Astrid Lindgren „Ronja, córka zbójnika”
Nadmierna bliskość może prowadzić do braku samodzielności dziecka i uzależnienia emocjonalnego od matki, to często powtarzany pogląd. Czy prawdziwy?
Jean Liedloff w książce pt. „W głębi kontinuum” opisuje, jak żyjący w Puszczy Amazońskiej Indianie Yequana wychowują dzieci. Nie zgadzam się ze wszystkimi poglądami autorki, ale książka ta wywarła na mnie chyba największe wrażenie spośród wszystkich poświęconych tematyce wychowania, jakie czytałam.
Szczególnie zapadł mi w pamięć opis niemowlęcia niesionego przez matkę albo inną osobę, czującego ciepło słoneczne, powiew wiatru, wilgoć liści ocierających się o jego ciało. Dziecko doznaje wstrząsów, gdy opiekunka tańczy, a kiedy dokłada do ognia – czuje bijący od niego żar. Bo indiańskie niemowlęta nosi się przy sobie cały czas, bez przerwy.
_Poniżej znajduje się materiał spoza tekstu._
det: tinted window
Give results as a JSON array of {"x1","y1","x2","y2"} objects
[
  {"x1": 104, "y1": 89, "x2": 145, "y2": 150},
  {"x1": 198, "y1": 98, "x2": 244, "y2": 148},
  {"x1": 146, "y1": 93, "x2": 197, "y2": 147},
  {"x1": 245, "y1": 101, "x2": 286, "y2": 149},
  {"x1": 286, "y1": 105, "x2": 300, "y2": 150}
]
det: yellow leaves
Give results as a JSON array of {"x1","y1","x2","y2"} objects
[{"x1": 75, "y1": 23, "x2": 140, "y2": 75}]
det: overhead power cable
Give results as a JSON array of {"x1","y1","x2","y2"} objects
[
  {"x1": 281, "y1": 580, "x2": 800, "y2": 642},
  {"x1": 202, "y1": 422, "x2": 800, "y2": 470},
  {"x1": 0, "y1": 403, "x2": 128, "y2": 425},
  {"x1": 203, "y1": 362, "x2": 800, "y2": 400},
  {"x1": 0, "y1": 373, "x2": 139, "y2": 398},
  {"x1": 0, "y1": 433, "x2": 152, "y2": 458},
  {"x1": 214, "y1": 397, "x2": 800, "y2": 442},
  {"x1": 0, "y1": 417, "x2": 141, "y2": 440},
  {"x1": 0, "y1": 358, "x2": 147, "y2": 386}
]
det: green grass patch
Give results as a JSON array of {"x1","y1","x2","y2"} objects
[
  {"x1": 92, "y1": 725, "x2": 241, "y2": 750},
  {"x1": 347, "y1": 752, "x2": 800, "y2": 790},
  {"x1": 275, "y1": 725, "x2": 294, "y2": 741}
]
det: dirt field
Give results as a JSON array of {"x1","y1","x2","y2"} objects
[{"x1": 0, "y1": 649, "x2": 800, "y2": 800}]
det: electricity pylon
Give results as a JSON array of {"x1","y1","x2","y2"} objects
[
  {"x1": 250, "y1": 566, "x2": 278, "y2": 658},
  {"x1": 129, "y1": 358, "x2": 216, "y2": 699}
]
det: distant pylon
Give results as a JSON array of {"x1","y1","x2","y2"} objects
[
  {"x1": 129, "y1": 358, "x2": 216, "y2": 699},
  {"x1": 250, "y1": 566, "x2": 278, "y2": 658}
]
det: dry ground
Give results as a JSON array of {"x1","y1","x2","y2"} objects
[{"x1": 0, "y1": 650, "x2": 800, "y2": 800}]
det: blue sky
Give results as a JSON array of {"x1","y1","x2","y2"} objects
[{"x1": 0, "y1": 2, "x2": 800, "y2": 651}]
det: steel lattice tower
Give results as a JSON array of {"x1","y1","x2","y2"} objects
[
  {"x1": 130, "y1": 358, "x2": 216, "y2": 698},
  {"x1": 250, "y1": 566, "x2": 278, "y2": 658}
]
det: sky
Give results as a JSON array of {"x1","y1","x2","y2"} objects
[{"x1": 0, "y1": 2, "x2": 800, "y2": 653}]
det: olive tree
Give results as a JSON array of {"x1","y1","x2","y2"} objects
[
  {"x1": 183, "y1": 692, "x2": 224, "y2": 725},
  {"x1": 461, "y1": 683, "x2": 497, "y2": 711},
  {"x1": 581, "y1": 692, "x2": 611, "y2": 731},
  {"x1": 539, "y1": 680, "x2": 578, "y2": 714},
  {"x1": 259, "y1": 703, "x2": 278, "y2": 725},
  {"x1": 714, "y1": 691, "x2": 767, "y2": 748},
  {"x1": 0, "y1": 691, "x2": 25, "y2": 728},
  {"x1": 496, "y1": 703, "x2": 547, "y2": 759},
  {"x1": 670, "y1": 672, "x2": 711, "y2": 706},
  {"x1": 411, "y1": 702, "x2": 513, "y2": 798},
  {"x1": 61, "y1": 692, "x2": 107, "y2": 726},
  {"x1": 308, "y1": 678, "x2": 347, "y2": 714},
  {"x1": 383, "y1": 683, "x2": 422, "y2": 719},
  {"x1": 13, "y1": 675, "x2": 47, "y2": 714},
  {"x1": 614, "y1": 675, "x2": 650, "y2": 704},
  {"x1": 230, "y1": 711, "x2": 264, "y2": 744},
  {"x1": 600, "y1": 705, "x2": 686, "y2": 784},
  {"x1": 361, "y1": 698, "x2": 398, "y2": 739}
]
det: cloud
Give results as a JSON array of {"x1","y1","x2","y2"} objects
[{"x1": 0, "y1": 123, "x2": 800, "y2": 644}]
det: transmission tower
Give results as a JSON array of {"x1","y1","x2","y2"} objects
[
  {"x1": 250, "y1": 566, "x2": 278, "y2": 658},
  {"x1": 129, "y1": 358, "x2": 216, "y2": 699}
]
Dzięki temu ich życie od samego początku jest pełne różnorodnych wrażeń. Pomyślałam sobie, że fajnie byłoby urodzić się takim dzieckiem, o wiele fajniej niż niemowlęciem leżącym w łóżeczku z zawieszoną u góry karuzelką, która być może przez chwilę budzi ciekawość.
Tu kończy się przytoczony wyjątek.